The conversion rate of the (1R,2R) -2-hydroxycyclopentanenitrile prepared by the method is not less than 85%, and the diastereomer excess value is not less than 85%; preferably, the conversion rate is not lower than 90%, and the diastereomer excess value is not lower than 90%; more preferably, the conversion is not less than 95% and the diastereomeric excess is not less than 95%.

The invention realizes the selective reduction of 2-carbonyl cyclopentanenitrile by a novel enzyme catalysis process technology, thereby realizing the purpose of preparing pure (1R,2R) -2-hydroxycyclopentanenitrile in a large scale.

The method has the advantages that the conversion rate of the (1R,2R) -2-hydroxycyclopentanenitrile prepared by the method is not lower than 85%, and the diastereomer excess value is not lower than 85%. The method for efficiently producing the (1R,2R) -2-hydroxycyclopentanenitrile with enantiomer purity by a novel enzyme catalysis technology has important significance. The method has the advantages of simple and easy operation, high yield and good selectivity.

Drawings

FIG. 1 is a high performance gas chromatography spectrum of (1R,2R) -2-hydroxycyclopentanenitrile in example 1.

Detailed Description

The technical solutions of the present invention will be described clearly and completely below, and it should be apparent that the described embodiments are some, but not all, embodiments of the present invention. All other embodiments, which can be obtained by a person skilled in the art without any inventive step based on the embodiments of the present invention, are within the scope of the present invention.

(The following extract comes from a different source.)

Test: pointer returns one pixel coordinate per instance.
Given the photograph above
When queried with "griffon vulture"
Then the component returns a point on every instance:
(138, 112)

The inventor of the present application has conducted intensive studies and unexpectedly found a method for preparing (1R,2R) -2-hydroxycyclopentanenitrile through biocatalysis for the first time. Specifically, the method of the present invention broadly comprises the steps of:

(1) catalytic reduction of 2-carbonyl cyclopentanecarbonitrile using ketoreductases. The addition amount of ketoreductase is 0.1-10 g ketoreductaseProenzyme/g substrate (preferably in the range of 2.5g ketoreductase/g substrate). Selecting 0.5-50 g of glucose/g of substrate as a hydrogen source, and further adding 0.01-1 g of Glucose Dehydrogenase (GDH)/g of substrate as the hydrogen source, 0.01-1.0 g of Nicotinamide Adenine Dinucleotide Phosphate (NADP)/g of substrate and 0.01-1.0 g of Nicotinamide Adenine Dinucleotide (NAD)/g of substrate as coenzymes. The reaction temperature is 15-60 ℃, and preferably 25-35 ℃. The reaction medium is pure water or KH with phosphate concentration of 0.02-2 mol/L (preferably 0.2mol/L) and pH of 5-9 (preferably pH of 6.2-7.5)₂PO₄-K₂HPO₄Or NaH₂PO₄-Na₂HPO₄The buffer solution may be pure water or a two-phase system composed of the above buffer solution and a water-immiscible organic solvent (e.g., N-dimethylformamide or dimethylsulfoxide).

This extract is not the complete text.